June 2017. Never have so many American fast food chains touched down in the Netherlands as in 2017. Dunkin’ Donuts, Pizzahut, Taco Bell, Five Guys and TGI Friday, to name but a few. But for one US fast food company – Wendy’s – the Dutch market has proved a no-go area. The cause of the blockade? A small snackbar called Wendy’s in Goes, a small city in the southern part of the Netherlands.

Daughter Wendy

Wendy’s snackbar opened in 1988 and was named after the daughter of owner Raymond Warrens. Warrens, who registered a Benelux trademark for the name Wendy’s in 1995, has been embroiled in a legal dispute with the US hamburger giant for years.

Lapsed

In 2012 the Court of Appeal in The Hague ruled that the US company’s (older) trademark rights in the Benelux had lapsed due to non-use, leaving the Dutch snackbar with the oldest rights to the name in the region.

No use?

But the Americans won’t give up so easily. In 2013 they applied to register Wendy’s as a Community trademark in the EU, prompting the snackbar to file an opposition, based on its Benelux registration. The fast food chain then countered by claiming that Warrens’ rights to the brand name Wendy’s in the Benelux had lapsed because the name had not been subjected to ‘normal use’ throughout the region, given that the snackbar was merely a small enterprise in the centre of Goes.

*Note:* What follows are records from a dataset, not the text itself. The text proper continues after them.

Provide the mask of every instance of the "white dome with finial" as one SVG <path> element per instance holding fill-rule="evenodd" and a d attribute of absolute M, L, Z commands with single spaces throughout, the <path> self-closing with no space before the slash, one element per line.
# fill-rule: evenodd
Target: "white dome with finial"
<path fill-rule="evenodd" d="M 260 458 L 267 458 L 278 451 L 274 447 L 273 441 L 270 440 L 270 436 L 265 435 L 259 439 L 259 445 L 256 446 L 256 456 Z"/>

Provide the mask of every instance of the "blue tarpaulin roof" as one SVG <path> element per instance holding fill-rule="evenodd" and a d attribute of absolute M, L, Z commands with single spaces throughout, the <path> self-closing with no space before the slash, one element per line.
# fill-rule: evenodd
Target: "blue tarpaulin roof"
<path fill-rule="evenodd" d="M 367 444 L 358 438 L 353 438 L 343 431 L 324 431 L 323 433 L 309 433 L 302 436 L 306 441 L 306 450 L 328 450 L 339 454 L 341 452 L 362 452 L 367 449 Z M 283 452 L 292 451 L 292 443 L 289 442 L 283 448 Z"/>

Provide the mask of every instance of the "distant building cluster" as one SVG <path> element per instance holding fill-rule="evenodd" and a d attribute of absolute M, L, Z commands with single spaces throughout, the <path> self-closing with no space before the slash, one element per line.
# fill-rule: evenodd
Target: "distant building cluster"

Local snackbar is ‘normal use’

However, in February this year the District court in Middelburg upheld the snackbar’s trademark rights to the name Wendy’s for its catering services, and ruled that even limited use of the name on the facade, windows, till slips and work clothing of a local snackbar was enough to constitute ‘normal use’. A wider geographical spread was not necessary to uphold trademark rights. The US company has now lodged an appeal.